L’après-midi s’écoula.
Clara, Mathieu se gavèrent à leur tour de myrtilles.
Assis sur un rocher, je regardais les oiseaux voleter dans l’air blondissant du soir ou s’immobiliser, leurs croix comme sur des tombes, les écoutant qui découpaient de cris les nuages, d’où des gouttes perlèrent avec un bruit léger d’étoffe que l’on froisse avant de choir à terre et de s’évaporer.
Je t’observais.
Caressais mentalement les cheveux de la fillette qui lançait des croûtes de pain aux animaux du parc de la Tête d’Or, à Lyon, quand le mercredi matin nous nous y promenions, pensais à la jeune fille de seize, de dix-sept ans égarée dans de difficiles amours, à l’adulte qu’elle est devenue, dont le visage se ferme  plus rêveusement, plus tristement qu’autrefois me disais-je, une forme d’ingénuité ne s’en accrocherait-elle qu’avec plus de franchise à ses brusques sourires.
La nuit, nous roulâmes sur la « route des balcons », laquelle, franchi le col de la Croix de l’Homme Mort — tu n’as pas oublié l’épisode : l’un des propriétaires du Moulin Richard de Bas, Thomas, Thomas Richard, 20 ans, chevauchant une nuit de 1795, les sacoches bourrées de titres et de trébuchante monnaie, croisa son assassin près d’une clairière que cendrait encore la pâle clarté de la lune : on ne découvrit son corps que le lendemain, un chiffonnier, ou un brigand plus ordinaire, ayant trucidé d’un coup de serpe l’imprudent voyageur —, domine la plaine du Forez, toute poisseuse d’éclairages urbains enchâssés dans la brume. En bas, les villes se succèdent, que soudent en une seule banlieue des zones pavillonnaires, les lotissements gangrenant les rives d’une Loire que ne reconnaîtrait naturellement pas Honoré d’Urfé. Partout, la même lueur orange. Ou la même teinture d’iode, le même voile opaque et la même mélasse offusquant les étoiles.

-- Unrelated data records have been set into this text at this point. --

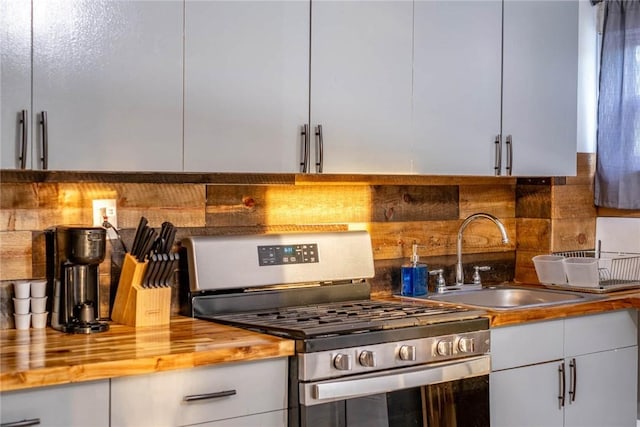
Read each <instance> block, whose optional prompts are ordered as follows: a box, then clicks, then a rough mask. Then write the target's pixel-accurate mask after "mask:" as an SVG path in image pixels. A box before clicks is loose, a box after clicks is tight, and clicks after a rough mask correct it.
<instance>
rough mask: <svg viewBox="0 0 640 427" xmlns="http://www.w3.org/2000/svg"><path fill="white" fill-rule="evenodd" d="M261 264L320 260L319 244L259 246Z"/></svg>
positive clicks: (275, 264)
mask: <svg viewBox="0 0 640 427" xmlns="http://www.w3.org/2000/svg"><path fill="white" fill-rule="evenodd" d="M258 262H259V265H261V266H264V265H287V264H308V263H314V262H319V261H318V244H317V243H307V244H295V245H273V246H258Z"/></svg>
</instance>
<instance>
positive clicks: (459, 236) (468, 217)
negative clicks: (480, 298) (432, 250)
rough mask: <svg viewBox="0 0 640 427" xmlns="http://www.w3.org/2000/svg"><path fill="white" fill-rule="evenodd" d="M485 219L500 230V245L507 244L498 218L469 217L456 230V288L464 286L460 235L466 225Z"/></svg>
mask: <svg viewBox="0 0 640 427" xmlns="http://www.w3.org/2000/svg"><path fill="white" fill-rule="evenodd" d="M479 218H485V219H488V220H490V221H492V222H493V223H494V224H495V225H496V226H497V227H498V229H499V230H500V234H502V243H509V236H507V230H506V229H505V228H504V224H503V223H502V222H500V220H499V219H498V218H496V217H495V216H493V215H491V214H488V213H482V212H480V213H475V214H472V215H469V216H468V217H467V218H466V219H465V220H464V221H463V222H462V224H461V225H460V229H459V230H458V242H457V246H456V254H457V256H458V262H457V263H456V283H455V285H456V286H459V285H463V284H464V273H463V271H462V233H463V232H464V230H465V228H467V225H469V224H470V223H471V222H473V221H474V220H476V219H479Z"/></svg>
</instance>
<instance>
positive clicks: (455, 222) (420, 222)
mask: <svg viewBox="0 0 640 427" xmlns="http://www.w3.org/2000/svg"><path fill="white" fill-rule="evenodd" d="M461 223H462V221H461V220H452V221H428V222H420V221H418V222H399V223H372V224H371V225H370V233H371V242H372V245H373V254H374V259H376V260H382V259H394V258H395V259H398V258H399V259H405V260H408V259H409V256H410V255H411V251H412V244H413V241H414V240H415V241H416V243H417V244H418V245H419V247H418V254H419V255H420V257H426V256H438V255H452V254H455V253H456V245H457V234H458V229H459V228H460V224H461ZM503 223H504V225H505V228H506V230H507V233H508V234H509V236H511V241H510V242H509V243H507V244H503V243H502V237H501V235H500V232H499V231H498V229H497V228H496V226H495V225H494V224H493V223H492V222H490V221H486V220H479V221H475V222H472V223H471V224H469V226H468V227H467V229H466V230H465V232H464V234H463V240H462V252H463V253H465V254H469V253H489V252H507V251H513V250H515V245H516V243H515V242H516V240H515V235H516V221H515V219H514V218H510V219H505V220H504V221H503Z"/></svg>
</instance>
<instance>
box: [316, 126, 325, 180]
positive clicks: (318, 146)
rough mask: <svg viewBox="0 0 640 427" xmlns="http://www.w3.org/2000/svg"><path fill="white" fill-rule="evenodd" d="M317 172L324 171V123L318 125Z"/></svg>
mask: <svg viewBox="0 0 640 427" xmlns="http://www.w3.org/2000/svg"><path fill="white" fill-rule="evenodd" d="M316 142H317V144H318V145H317V150H316V172H318V173H322V166H323V165H324V141H323V139H322V125H318V126H317V127H316Z"/></svg>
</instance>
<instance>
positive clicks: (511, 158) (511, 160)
mask: <svg viewBox="0 0 640 427" xmlns="http://www.w3.org/2000/svg"><path fill="white" fill-rule="evenodd" d="M505 144H506V145H507V166H506V167H505V169H506V171H507V176H511V173H512V172H513V141H512V138H511V135H507V140H506V141H505Z"/></svg>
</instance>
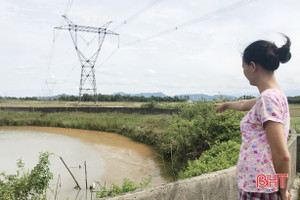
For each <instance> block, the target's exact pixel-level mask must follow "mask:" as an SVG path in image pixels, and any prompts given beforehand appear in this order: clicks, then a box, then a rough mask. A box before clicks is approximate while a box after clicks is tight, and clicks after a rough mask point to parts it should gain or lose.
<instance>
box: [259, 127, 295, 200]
mask: <svg viewBox="0 0 300 200" xmlns="http://www.w3.org/2000/svg"><path fill="white" fill-rule="evenodd" d="M264 128H265V131H266V135H267V139H268V141H269V144H270V148H271V153H272V160H273V165H274V168H275V171H276V174H289V172H290V165H291V156H290V153H289V150H288V147H287V145H286V142H285V139H284V133H283V125H282V124H281V123H278V122H274V121H266V122H265V123H264ZM287 181H288V178H285V179H284V187H283V188H279V191H280V195H281V197H282V199H283V200H289V199H290V197H289V193H288V190H287ZM281 187H282V185H281Z"/></svg>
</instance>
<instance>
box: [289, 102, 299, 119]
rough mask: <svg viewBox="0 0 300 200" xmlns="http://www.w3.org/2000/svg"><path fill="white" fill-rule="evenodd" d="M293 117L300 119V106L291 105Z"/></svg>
mask: <svg viewBox="0 0 300 200" xmlns="http://www.w3.org/2000/svg"><path fill="white" fill-rule="evenodd" d="M289 107H290V114H291V117H300V104H290V105H289Z"/></svg>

J’avais, pour marquer cette journée d’une pierre blanche, réservé nos couverts au chaud de quelque auberge.
Il y eut des rires. Des propos de table. Un retentissant concert de fourchettes. La fourme ni les pommes de terre, la charcutaille, la tarte aux poires pas plus que le vin des coteaux limitrophes n’y résistèrent.
Rentrés à Saint-Étienne, Clara couchée, Mathieu cherchant dans ses poches les lamelles de mica qu’il avait rapportées , nous devisâmes devant un ultime café. 
Nous ne sommes pas grand-chose, Cécile.
Un jour, c’est loin encore, peut-être pas, je ne serai plus là. On m’oubliera. C’est la règle.
Il fera beau.
Ou il pleuvra, neigera sur les chaumes de Pierre-sur-Haute.
Des couples iront cueillir des lys ou des marguerites, des œillets, du muguet, des pâquerettes.
D’autres enfants naîtront.
J’aimerais, j’aimerais ne pas avoir seulement su dire que je t’aime.